CoreLogic's latest Home Equity Report for the third quarter of 2020 shows U.S. homeowners with mortgages (which account for roughly 63% of all properties) have seen equity increase by 10.8% year over year, representing a collective equity gain of $1 trillion, and an average gain of $17,000 per homeowner, since the third quarter of 2019. This marks the largest average equity gain since the first quarter of 2014.
Despite the economic impact of the pandemic, home prices soared throughout the summer and fall. Appreciation reached its highest level since 2014 in the third quarter of 2020 as prospective homebuyers continued to compete for the low supply of homes on the market, pushing home equity to record levels. Equity gains are likely to persist over the next several months as strong home-purchase demand is expected to remain high and continue pushing prices up. However, the CoreLogic HPI Forecast shows home prices slowing over the next 12 months as new home construction and more existing for-sale homes ease supply pressures. This could moderate the pace of both home price growth and equity gains.
"Over the past year, strong home price growth has created a record level of home equity for homeowners," said Dr. Frank Nothaft, chief economist for CoreLogic. "The average family with a home mortgage loan had $194,000 in home equity in the third quarter. This provides an important buffer to protect families if they experience financial difficulties, and is one reason for the generational-low in foreclosure rates reported in September."
"The housing market has remained a strong pillar in an otherwise tumultuous economic year," said Frank Martell, president and CEO of CoreLogic. "A sharp rise in demand, spurred by record-low interest rates, continues to bolster homeowner equity. And with many people now spending more time than ever before at home, some homeowners have tapped into their strengthening equity to fund renovations."
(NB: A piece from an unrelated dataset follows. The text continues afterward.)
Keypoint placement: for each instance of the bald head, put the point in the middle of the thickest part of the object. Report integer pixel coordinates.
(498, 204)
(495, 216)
Negative equity, also referred to as underwater or upside down, applies to borrowers who owe more on their mortgages than their homes are currently worth. As of the third quarter of 2020, negative equity share, and the quarter-over-quarter and year-over-year changes, were as follows:
Quarterly change: From the second quarter of 2020 to the third quarter of 2020, the total number of mortgaged homes in negative equity decreased by 6.9% to 1.6 million homes or 3% of all mortgaged properties.
Annual change: In the third quarter of 2019, 2 million homes, or 3.7% of all mortgaged properties, were in negative equity. This number decreased by 18.3%, or 370,000 properties, in the third quarter of 2020 to 1.6 million mortgaged properties in negative equity.
National aggregate value: The national aggregate value of negative equity was approximately $283.3 billion at the end of the third quarter of 2020. This is down quarter over quarter by approximately $2.2 billion, or 0.8%, from $285.5 billion in the second quarter of 2020, and down year over year by approximately $21.4 billion, or 7%, from $304.7 billion in the third quarter of 2019.
Because home equity is affected by home price changes, borrowers with equity positions near (+/-5%) the negative equity cutoff are most likely to move out of or into negative equity as prices change. Looking at the third quarter of 2020 book of mortgages, if home prices increase by 5%, 247,000 homes would regain equity; if home prices decline by 5%, 337,000 would fall underwater.
While national figures continue to reflect a resilient housing market, equity gains varied broadly at the local level. States with strong home price growth and high home prices continued to experience the largest gains in equity. This includes Washington, where homeowners gained an average of $35,800; California, where homeowners gained an average of $33,800 and Massachusetts, where homeowners gained an average of $31,200. Meanwhile, North Dakota, which was hit hard by the pandemic, experienced the lowest annual equity gain (averaging just $5,400) in the third quarter of 2020.